Les philosophes s'embarrassoient de savoir si les oiseaux avoient été avant les oeufs, ou les oeufs avant les oiseaux; & ne pouvant décider cette question, ils se sauvoient dans l'éternité du monde, & soûtenoient qu'il devoit y avoir une espece de cercle dans les semences, & que les oeufs & les oiseaux avoient toûjours été engendrés & produits alternativement l'un par l'autre, sans que leur espece eût jamais eu ni origine ni commencement. Quand on suppose un créateur de l'univers, cette difficulté tombe aussitôt; car on conçoit clairement qu'il créa toutes les especes d'animaux qui sont sur la terre, qui se conserverent ensuite par la génération. Mais la difficulté seroit beaucoup plus grande à supposer l'éternité du monde, parce que le monde étant en mouvement, il semble qu'il y ait de la contradiction à supposer un mouvement éternel. Car tout mouvement étant successif, une partie va devant l'autre, & cela ne peut compatir avec l'éternité. Par exemple, le jour & la nuit ne peuvent être en même tems, en même pays; par conséquent il faut nécessairement que la nuit ait précédé le jour, ou que le jour ait existé le premier: si la nuit a précédé le jour, il s'ensuit démonstrativement que le jour n'est pas éternel, puisque la nuit aura existé auparavant; il en est de même du jour.

Ces mêmes philosophes ont eu recours à l'éternité du monde, parce qu'ils ne pouvoient comprendre de quels instrumens Dieu se seroit servi, ni comment il auroit agi pour mettre la matiere de l'univers dans l'ordre où nous la voyons. Cette difficulté se seroit encore dissipée, s'ils eussent fait alternativement réflexion sur les mouvemens du corps humain, que nous déterminons par le seul acte de la volonté. On marche, on s'assied quand on veut. Pour remonter jusqu'à la premiere origine de ce mouvement & de ce repos, il faut nécessairement parvenir à l'acte de la volonté, On connoît bien par l'anatomie du corps humain, comment cette machine peut se mouvoir. On voit des os emboîtés les uns dans les autres, pour se tourner & pour se plier; on voit des muscles attachés à ces os, pour les tirer; on trouve des nerfs dans ces muscles, qui servent de canaux aux esprits animaux. On sait encore que ces esprits animaux peuvent être déterminés à couler d'un côté plûtôt que d'un autre, par les différentes impressions des objets; mais pourquoi arrive - t - il que tant que la machine est bien constituée, ils sont toûjours disposés à se répandre du côté où la volonté les détermine? Il n'y a sans contredit que le seul acte de ma volonté qui cause cette premiere détermination aux esprits animaux: donc la connoissance que l'homme a de lui - même, nous donne l'idée d'une cause qui agit par sa volonté. Appliquons cette idée à l'esprit éternel, nous y verrons une cause agissante par sa volonté, & cette volonté sera le seul instrument qu'il aura employé pour former l'univers.
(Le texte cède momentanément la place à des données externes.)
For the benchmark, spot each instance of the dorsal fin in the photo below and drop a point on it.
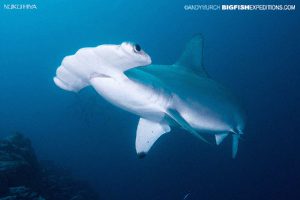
(192, 56)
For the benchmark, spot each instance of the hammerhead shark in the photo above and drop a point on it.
(163, 96)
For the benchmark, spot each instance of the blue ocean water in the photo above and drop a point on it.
(255, 54)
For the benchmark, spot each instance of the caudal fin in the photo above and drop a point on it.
(235, 144)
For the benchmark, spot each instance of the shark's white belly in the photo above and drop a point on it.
(142, 100)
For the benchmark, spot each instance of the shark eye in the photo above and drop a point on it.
(137, 48)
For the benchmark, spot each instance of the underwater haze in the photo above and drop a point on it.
(254, 53)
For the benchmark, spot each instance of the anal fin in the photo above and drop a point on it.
(173, 114)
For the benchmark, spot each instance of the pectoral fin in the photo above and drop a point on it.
(147, 133)
(173, 114)
(220, 137)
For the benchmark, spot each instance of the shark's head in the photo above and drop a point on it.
(134, 55)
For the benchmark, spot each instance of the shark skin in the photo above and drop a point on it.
(163, 96)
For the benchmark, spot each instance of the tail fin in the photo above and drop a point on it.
(235, 144)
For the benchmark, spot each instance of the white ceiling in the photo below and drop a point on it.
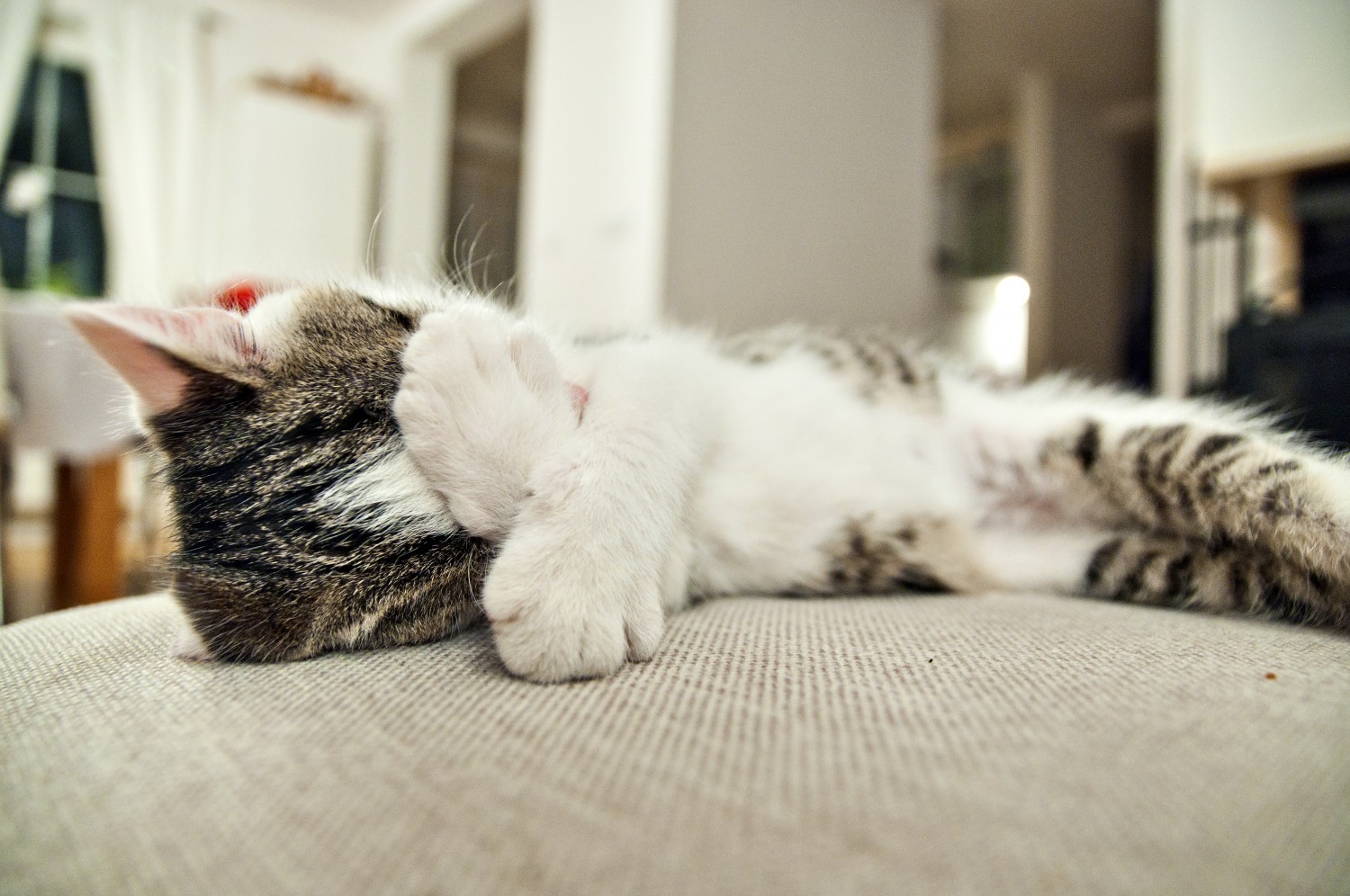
(1101, 49)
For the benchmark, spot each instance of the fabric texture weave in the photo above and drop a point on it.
(983, 745)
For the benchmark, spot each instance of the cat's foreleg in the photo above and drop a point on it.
(481, 404)
(591, 563)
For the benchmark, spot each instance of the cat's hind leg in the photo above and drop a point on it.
(1203, 482)
(1160, 569)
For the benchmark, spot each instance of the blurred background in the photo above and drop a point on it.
(1144, 191)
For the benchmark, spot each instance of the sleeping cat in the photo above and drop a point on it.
(361, 466)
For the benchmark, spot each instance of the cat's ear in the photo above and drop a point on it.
(157, 350)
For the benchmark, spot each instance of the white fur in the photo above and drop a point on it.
(690, 472)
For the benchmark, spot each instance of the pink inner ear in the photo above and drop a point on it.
(142, 343)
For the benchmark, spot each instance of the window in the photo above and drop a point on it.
(50, 219)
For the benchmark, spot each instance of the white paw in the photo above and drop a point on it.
(481, 402)
(562, 612)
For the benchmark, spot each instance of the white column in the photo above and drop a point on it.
(596, 162)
La supériorité de l'esprit sur le corps ne contribuera pas peu à nous faire comprendre la possibilité de la création de la matiere. En effet, quand on considere la matiere par rapport à l'esprit, on conçoit d'abord sans aucune peine que la matiere est infiniment au - dessous de l'esprit; elle ne sauroit l'atteindre, ni l'aborder, ni agir directement sur lui: tout ce qu'elle peut faire, ne va qu'à lui donner occasion de former des idées qu'il tire de son propre fonds. Mais quand on considere l'esprit par rapport à la matiere, on reconnoît en lui une supériorité & émi<cb-> nence de pouvoir qu'il a sur elle. L'esprit a deux facultés, par lesquelles il connoît & il veut. Par la connoissance il pénetre toutes les propriétés, toutes les actions du corps; il connoît son étendue ou sa quantité, les rapports que les figures ont les unes avec les autres, & compose d'après cela la science des Mathématiques; il examine les nombres & les proportions, par l'Arithmétique & l'Algebre; il considere les mouvemens, & forme des regles & des maximes pour les connoître: en un mot, il paroît par les sciences qu'il n'y a point de corps sur lequel l'esprit n'exerce ou ne puisse exercer ses opérations.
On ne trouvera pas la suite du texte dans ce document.